Creep of the Week - August 2, 1997

Image: One of the Subway Bombers from Hamas

Hamas
"The Subway Suicide Bombers Bomb"

When I heard that Hamas (derivation: "Ham" - to act stupidly enough to draw attention to oneself + "Ass" - to act stupidly enough to draw attention to oneself) had set off another set of suicide bombs in Israel this week, killing 15 people, I thought "What's new?" They've been doing that for years now for no fathomable reason. I've written about them more than once, most recently only a few months ago, and I have nothing new to say. It's not new, it's old. It's getting really old. But that wasn't enough for them. Later in the week, two more of these sadistic monsters turned up in Brooklyn, getting ready to do the usual "strap myself into a bomb and commit suicide and bring a lot of people with me - Praise Allah!" routine, this time in the New York City subway. Well, now there's something I can relate to. I've felt like killing myself in the subway a few times myself.

Gazi Ibrahim Aub Mezer, pictured above, and Lafi Khalil (I may have misspelled the names, but no one will notice, and who cares anyway?) were caught red-handed (brown-handed?) in their apartment by the FBI. Remembering their Hamas training to always take advantage of an opportunity to kill imperialist heathens, Gazi and Lafi tried to detonate the bombs when it became apparent that the new visitors to their apartment were not from the Welcome Wagon. Instead, the G-men shot them, and they are now both lying in the hospital, not reveling with Allah as they had planned. The FBI looked good for a change, after several weeks of being ridiculed by Andrew Cunanan and Richard Jewell.

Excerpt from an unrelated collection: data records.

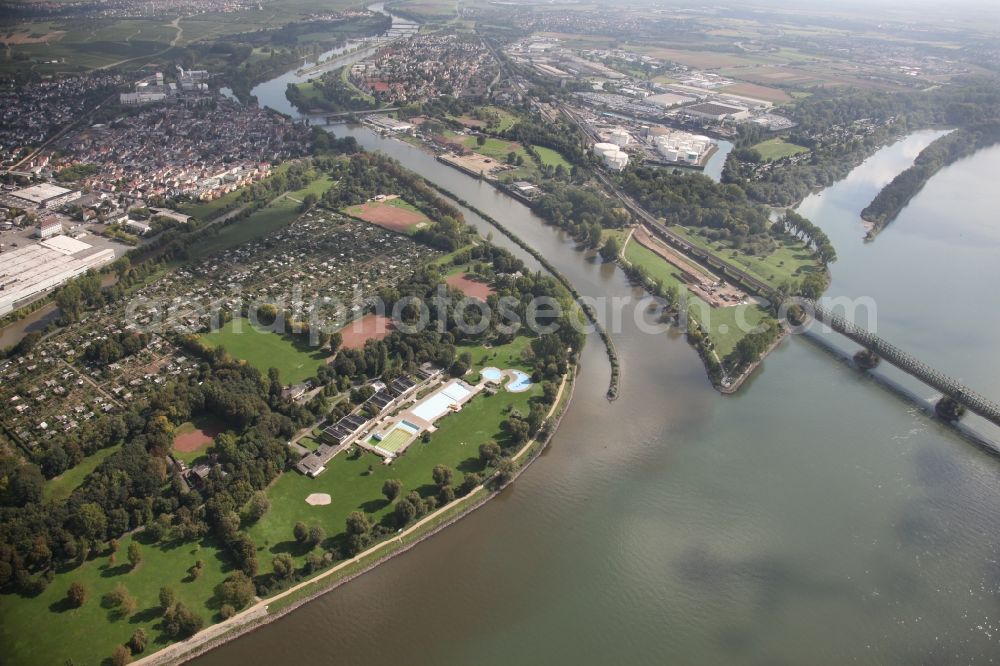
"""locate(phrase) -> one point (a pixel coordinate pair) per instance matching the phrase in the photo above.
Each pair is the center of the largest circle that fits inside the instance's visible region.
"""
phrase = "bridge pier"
(949, 409)
(866, 359)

Why a Hamas suicide bombing in the subway? Too many Jews down there? Did they encounter a booger on the turnstile? Was the urine stench so strong it went to their heads and made them crazy? How can you tell when a Hamas member is crazy anyway? New York life must be pretty tough for guys with their backgrounds. There's no sand. All their countrymen are driving cabs. They can actually see women's faces. There are no camels to bugger.

How do miscreants like this get into the United States in the first place? Our customs people are so obsessive about stopping illegal immigrants that they miss the legal ones who are a lot more dangerous. We have drug-sniffing dogs and explosive-sniffing dogs; maybe we should get some hate-sniffing dogs. How about a cockamamie-fanatical-murderous-scumbag-sniffing dog? Ferret these guys out, throw them down into the foulest, smelliest, skankiest subway station in New York (a tough choice), seal the exits and let them blow themselves up on the Midnight Train to Allah. The trick is to get them to kill themselves before they can reproduce. They'll be happy, we'll be happy and the camels will be happy.